If we ignore the currently very high cost of electric cars, the big technical disadvantage of electric vehicles, as everyone knows, is the battery. At the moment, the limitations of battery technology mean it is only suitable for smaller lighter weight vehicles which only need to travel a few hundred miles between long stop overs to recharge.

The long stop over is the problem. The bigger the capacity of battery the longer it takes to charge or the higher power you need to feed it. There are limits to how big the electricity cables can be in most public situations. Typically a home in the UK has an incoming supply of up to 100Amp. Some, usually older properties, only have a 60Amp supply. Those capacities are the limits of the power available to the fast charging stations cropping up round the country. It's not very practical, in a home, to dedicate all you electricity supply to just charging the car!

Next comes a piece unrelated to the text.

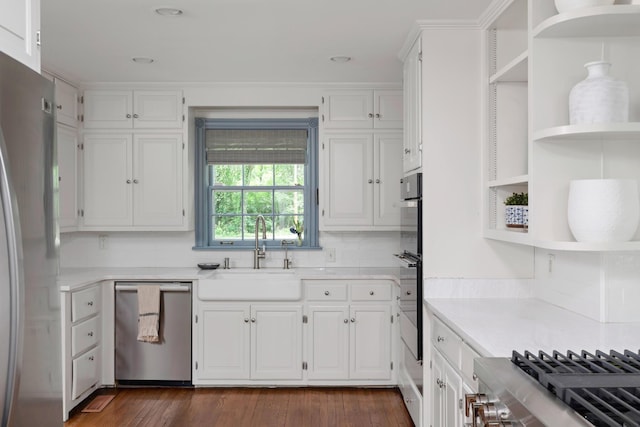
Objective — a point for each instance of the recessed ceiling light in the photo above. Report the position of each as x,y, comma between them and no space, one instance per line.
168,11
142,60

There is nothing stopping the scaling up of designs for longer ranges and larger vehicles but the already high costs become completely unaffordable and the charging takes longer!

Range Rover PHEV

As can be seen from my many other posts on this blog, I like my Land Rovers. These are not small vehicles and generally get worked hard. That could be carrying large families and friends, lugging lots of equipment, towing big and small trailers and, in our case, harrowing the fields, to name just a few uses.

I've done some research and there are a number of companies that will convert cars to electric. Usually only valuable classics because the costs range from £12,000 for a simple small car to £50,000 for a large 4x4 like a Range Rover.

It's obviously a large enough DIY market that the same companies sell kits of parts, starting at about £7,000 for a small vehicle.

Even if a car is converted, it will still suffer from a comparatively short range which gets dramatically shorter if you use any of the luxuries we have become used to, heating in the winter and air conditioning in the summer for example. Electric windows, stereo and any other gadget, like entertainment systems for the kids, all kill the utility of an electric vehicle.

I even thought the other day about what happens when we get those snarl ups on the roads, in the depths of winter, that last hours with queues of stationary cars and lorries. An internal combustion engine, at tick over, can keep the heating running for many hours and still drive home when the jam is cleared. An average electric car, from full charge, would leave the occupants frozen in less than two hours.

Land Rover

This is where hybrids step in. They have a smaller electric range but can swap to a normal combustion engine when the batteries get low. I think it is a disappointing solution to the problem. Either you are lugging a big hunk of metal alloy about all the time reducing your battery powered range or you are running on fuel which brings back the air pollution!

The question that occurred to me was, is there a lighter weight way to generate enough electricity directly from consuming fuel within the car without the need to have that heavy internal combustion engine?
It did not take me long to find that this is the same thing that many organisations have been thinking about for many years. On the face of it, fuel cell technology should be a good solution. This uses a chemical reaction, such as hydrogen and oxygen, to produce electricity. There appear to be lots of difficulties making this work for cars because it is not as widely touted as I would have expected.

It's clear from my limited research that a lot of people, a lot more knowledgeable then I, are already actively working on this. I hope they come up with a viable solution soon.


Reference links:

New developments in flow battery technology are looking promising. Flow batteries are a bit like fuel cells. They use two liquids stored separately. When brought together either side of a membrane, they generate an electric flow. The usual problem persists, which is the amount of power produced for the weight.